Route information
- Length: 458 km (285 mi)
- Existed: 1979–present

Major junctions
- North end: National Route 148
- South end: RP 105 (La Pampa)

Location
- Country: Argentina

Highway system
- Highways in Argentina;

= Provincial Route 55 (San Luis) =

Highway in San Luis Province, Argentina

Provincial Route 55 is a 458 km long paved highway that runs through San Luis Province, from north to south at the eastern end, near the border with the provinces of Córdoba and La Pampa.

==History==

Originally this road was part of National Route 148. Through National Decree 1595 of 1979, the section south of the junction with National Route 188 in the town of Nueva Galia, passed to provincial jurisdiction. In this way the name was changed to Provincial Route 55.
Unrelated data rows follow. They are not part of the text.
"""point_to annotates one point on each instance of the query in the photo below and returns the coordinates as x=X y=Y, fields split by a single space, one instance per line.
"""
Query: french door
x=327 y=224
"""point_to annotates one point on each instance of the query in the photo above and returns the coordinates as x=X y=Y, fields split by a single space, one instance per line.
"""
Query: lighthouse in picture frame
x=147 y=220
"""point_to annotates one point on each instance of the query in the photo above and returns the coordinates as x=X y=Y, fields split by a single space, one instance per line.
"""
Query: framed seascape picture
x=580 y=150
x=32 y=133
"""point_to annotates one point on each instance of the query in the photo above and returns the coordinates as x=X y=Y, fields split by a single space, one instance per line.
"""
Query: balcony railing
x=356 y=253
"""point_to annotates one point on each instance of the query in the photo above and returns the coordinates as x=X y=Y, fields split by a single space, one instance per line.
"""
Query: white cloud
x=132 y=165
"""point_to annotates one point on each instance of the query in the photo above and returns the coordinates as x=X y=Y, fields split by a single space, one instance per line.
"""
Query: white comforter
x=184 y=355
This section was a dirt road at the time of the transfer, for which the provincial government subsequently paved it.

With an agreement signed on 4 September 2001 between the Ministry of Infrastructure and Housing and the Government of the Province of San Luis, National Route 148 was transferred in the section between the junction with National Route 188 and the border with the Province of Córdoba. This road was added to Provincial Route 55.
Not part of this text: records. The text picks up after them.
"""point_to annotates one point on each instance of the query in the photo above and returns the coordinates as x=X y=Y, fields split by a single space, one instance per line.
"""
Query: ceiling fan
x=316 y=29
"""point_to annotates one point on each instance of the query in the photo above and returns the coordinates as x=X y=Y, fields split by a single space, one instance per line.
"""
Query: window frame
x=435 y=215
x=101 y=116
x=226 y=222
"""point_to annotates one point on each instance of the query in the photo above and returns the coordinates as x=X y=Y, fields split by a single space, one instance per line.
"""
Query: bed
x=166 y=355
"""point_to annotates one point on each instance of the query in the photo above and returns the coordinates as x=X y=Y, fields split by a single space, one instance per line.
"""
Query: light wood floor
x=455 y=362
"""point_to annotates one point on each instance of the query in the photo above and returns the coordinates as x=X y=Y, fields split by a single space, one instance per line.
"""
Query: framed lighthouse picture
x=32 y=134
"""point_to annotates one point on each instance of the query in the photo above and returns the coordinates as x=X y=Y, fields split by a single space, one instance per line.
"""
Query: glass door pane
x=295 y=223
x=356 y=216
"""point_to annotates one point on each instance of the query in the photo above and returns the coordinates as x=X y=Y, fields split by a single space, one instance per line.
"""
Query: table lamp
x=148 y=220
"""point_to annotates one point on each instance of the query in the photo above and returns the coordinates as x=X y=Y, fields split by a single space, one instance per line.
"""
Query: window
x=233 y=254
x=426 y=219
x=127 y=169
In December 2001, the provincial government put out to tender the construction of a 176 km highway between Villa Mercedes and Merlo. After 960 days of construction, the work was inaugurated on 10 August 2007 under the name Autopista de los Comechingones.

On 11 June 2009, work began to convert the 256 km section between Villa Mercedes and Arizona into a highway, near the border with the Province of La Pampa. On 19 March 2011, provincial authorities inaugurated the work that had a cost of 512 million pesos under the name Autopista por la Paz del Mundo.